Féminicide de Julie Douib: l’accusé «assume» mais nie toute préméditation
Belga

« Je ne suis pas monté pour ça, (…) j’assume ce qui s’est passé, je vais prendre une peine pour ça. Mais je ne suis pas monté un dimanche matin, avec mes enfants, chez moi, ma famille, mes amis, pour ça », a-t-il déclaré, les mains dans le dos, depuis le box des assises de Bastia, évoquant le meurtre de la jeune femme, mère de ses deux fils.

« On va assumer les choses, je n’ai pas besoin de mentir », a-t-il également répété à plusieurs reprises lors de son interrogatoire.

« Quand vous avez tiré vous avez pensé à quelque chose d’autre qu’à vous-même ? », lui demande l’avocate générale.

« A mes enfants », répond Bruno Garcia-Cruciani.

« Quand vous avez tiré sur la mère de vos enfants, vous avez pensé à vos enfants ? », s’étonne alors la magistrate.

Revenant sur le déroulé des faits, il a décrit instant par instant les moments qui ont précédé la mort de Julie Douib.

« Julie Douib m’a ouvert, j’avais l’arme sur moi, je suis entré, elle a reculé quand elle a vu l’arme », se rappelle-t-il, ajoutant avoir ensuite évoqué avec elle ses relations avec son nouvel ami.

« Elle est allée dans la chambre, mon silencieux est tombé, elle m’a demandé +C’est quoi ça ?+, elle a saisi le canon de mon arme, ça a tiré, c’est après que j’ai vu le sang, pour moi je ne l’avais pas touché », poursuit-il.

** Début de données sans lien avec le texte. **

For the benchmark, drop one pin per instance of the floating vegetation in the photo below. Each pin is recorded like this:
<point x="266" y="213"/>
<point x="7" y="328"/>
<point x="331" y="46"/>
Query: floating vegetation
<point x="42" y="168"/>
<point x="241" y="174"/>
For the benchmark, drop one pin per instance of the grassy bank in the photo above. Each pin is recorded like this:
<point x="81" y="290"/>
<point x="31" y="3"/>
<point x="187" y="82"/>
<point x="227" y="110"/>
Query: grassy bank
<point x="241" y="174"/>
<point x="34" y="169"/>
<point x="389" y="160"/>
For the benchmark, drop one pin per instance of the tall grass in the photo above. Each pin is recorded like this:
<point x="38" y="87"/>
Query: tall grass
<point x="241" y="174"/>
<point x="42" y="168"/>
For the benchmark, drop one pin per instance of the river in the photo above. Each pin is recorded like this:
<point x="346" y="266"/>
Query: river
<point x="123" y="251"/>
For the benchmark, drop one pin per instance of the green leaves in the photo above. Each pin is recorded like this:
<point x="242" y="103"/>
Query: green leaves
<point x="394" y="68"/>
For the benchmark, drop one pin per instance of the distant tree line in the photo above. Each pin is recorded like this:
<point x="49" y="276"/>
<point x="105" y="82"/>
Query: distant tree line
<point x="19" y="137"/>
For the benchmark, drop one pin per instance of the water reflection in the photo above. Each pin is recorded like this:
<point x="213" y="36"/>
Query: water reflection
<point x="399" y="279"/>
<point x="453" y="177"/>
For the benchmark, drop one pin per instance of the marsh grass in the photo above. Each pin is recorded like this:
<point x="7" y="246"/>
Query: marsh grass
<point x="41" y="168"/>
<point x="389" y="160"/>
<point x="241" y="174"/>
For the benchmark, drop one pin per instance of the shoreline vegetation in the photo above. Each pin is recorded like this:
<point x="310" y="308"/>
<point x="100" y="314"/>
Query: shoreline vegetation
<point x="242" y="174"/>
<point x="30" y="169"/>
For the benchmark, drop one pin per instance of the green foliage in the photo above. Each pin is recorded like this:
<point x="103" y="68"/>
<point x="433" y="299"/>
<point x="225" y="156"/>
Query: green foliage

Sur la suite des événements, et notamment les deux autres tirs confirmés par l’enquête, il répète : « C’est allé très vite, je peux pas vous dire ».

Le meurtre de Julie Douib, dont l’accusé était séparé depuis quelques mois et avec qui il avait eu deux fils, avait suscité une vague d’indignation en France, entraînant l’organisation par le gouvernement d’un sommet sur les violences faites aux femmes.